忙碌了整整一天,楊英才回到了宮城之中。
楊廣久不在京,雖有代王楊侑和諸位留守大臣,可因爲楊玄感占據洛陽的緣故,耽擱的奏折并不少。
他伸了伸懶腰,暗道想要當一個勤政的好皇帝還真不真容易啊,怪不得很多皇帝當着當着就逐漸昏庸了。
除了有奸賊作祟,小人奉迎之外,這長時間的批閱奏章也太過熬人了一些,簡直比沖鋒陷陣還要麻煩。
好在明日不用上朝,他打算微服出行,去工部溜達溜達。如今終于回到了老巢,是時候将工兵鏟和火炮生産的事情提上日程了。
隻是這等絕密之事,還要找個可靠的人去做才行。原本工部尚書是宇文恺,隻是他剛剛去世,目前還在空缺之中。
說起來,楊英急于找尋年輕點的文臣武将,可不單單是爲了将天下人才據爲己用,更主要是現在朝廷青黃不接。
宇文恺、段文振、樊子蓋、于仲文等皆是今年新死,衛玄如今一病不起,難以再用,蘇威年事已高,早有退隐之心,其他文武也大都是一片白胡子。
“陛下,今日由哪位嫔妃侍寝?請示下。
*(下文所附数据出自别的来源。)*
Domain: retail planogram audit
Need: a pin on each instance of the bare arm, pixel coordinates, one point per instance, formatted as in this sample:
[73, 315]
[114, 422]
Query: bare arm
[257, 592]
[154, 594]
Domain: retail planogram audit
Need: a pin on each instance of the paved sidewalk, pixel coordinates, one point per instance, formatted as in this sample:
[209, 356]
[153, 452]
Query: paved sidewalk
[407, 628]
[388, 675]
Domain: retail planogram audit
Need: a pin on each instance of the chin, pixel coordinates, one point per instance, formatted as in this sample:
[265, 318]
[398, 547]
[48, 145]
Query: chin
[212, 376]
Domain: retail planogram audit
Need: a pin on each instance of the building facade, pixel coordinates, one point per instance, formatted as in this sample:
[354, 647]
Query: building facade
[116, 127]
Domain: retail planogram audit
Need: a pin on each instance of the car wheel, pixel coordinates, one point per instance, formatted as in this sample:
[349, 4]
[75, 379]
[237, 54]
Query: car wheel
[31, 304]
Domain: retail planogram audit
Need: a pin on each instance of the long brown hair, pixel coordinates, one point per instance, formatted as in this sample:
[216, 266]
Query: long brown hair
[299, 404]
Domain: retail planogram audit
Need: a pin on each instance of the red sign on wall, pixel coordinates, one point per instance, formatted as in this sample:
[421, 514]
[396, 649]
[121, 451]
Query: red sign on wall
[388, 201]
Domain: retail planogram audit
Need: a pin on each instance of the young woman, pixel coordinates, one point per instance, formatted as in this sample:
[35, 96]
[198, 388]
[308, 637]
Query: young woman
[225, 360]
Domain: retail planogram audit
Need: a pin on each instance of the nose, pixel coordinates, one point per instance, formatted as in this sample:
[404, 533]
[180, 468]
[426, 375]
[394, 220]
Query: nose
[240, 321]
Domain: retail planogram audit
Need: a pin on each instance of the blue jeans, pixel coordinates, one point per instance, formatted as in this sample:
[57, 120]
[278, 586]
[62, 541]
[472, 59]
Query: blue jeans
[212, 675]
”正在他琢磨着工部尚書人選的時候,太監總管秦三上前請示。
如今雖然還沒有翻牌子一說,可每日要哪位妃子陪睡還是要皇帝拿主意的。先前一路奔波,沒能顧上,如今回到了宮城,便要納入章程了。
“哎,那便去永安宮吧。”楊英略微沉吟,終究還是選擇去找一下蕭後,不管怎麽說,這位是自己的正妻啊。
“額,”秦三略一遲疑,現在按說還輪不到和皇後同寝,不過他自然不敢說什麽,便答應一聲,派小太監快步前面禀告去了。
楊英并不知道找妃子侍寝還有諸多規矩,隻是以爲自從在武陽郡初見蕭後開始,到如今也過去了半個多月了,隻因奔波,還從未與之**。
如今好不容易回到洛陽城,也該和其獨處一夜了。再者,自己也想看看這蕭後到底能有何過人之處,竟然會在後世留下諸多傳言轶事。
等到楊英來到永安宮的時候,蕭後已經梳洗完畢,在宮門口迎候着了。等到太監宮女都被打發出去了,兩人才在龍榻前落座。
“梓潼,近日因楊玄感那厮反叛,讓你颠沛流離了許久,朕心不安啊。”燈燭之下,楊英發現蕭後近日更加憔悴了。
自從她嫁給楊廣之後,爲了幫助其奪得帝位,一家小心謹慎,從不敢大手大腳的花費,甚至連飲食都十分低調。
後來生下太子楊昭,身體并未将養好,落下了一些隐疾。雖然後來楊廣登基,開始可以奢華度日了,卻又逢楊昭病故。
天下間沒有哪個母親不疼愛自己的孩子,更何況楊昭還是英年早逝了,自那時起,蕭後身體每況愈下。
原本一代美人終于被熬成了黃臉婆,經過最近兩年的調理,其身體剛剛有所氣色,卻又被趕出了洛陽,自然身體有虧。
“陛下言重了,臣妾身體無礙的。倒是陛下自東征以來,便日日與将士一同風餐露宿,讓臣妾好生心疼。”
蕭後莞爾一笑,開始替楊英寬衣。楊英一把将其手握住,“且不急休息,朕有事想要問一下梓潼,你看陳深此人如何?”
“嗯?”蕭後停下手中動作,微微一愣,不知道爲何陛下今日問起了手下大臣的情況。“陛下,有道是後宮不可參政,臣妾不敢妄言。”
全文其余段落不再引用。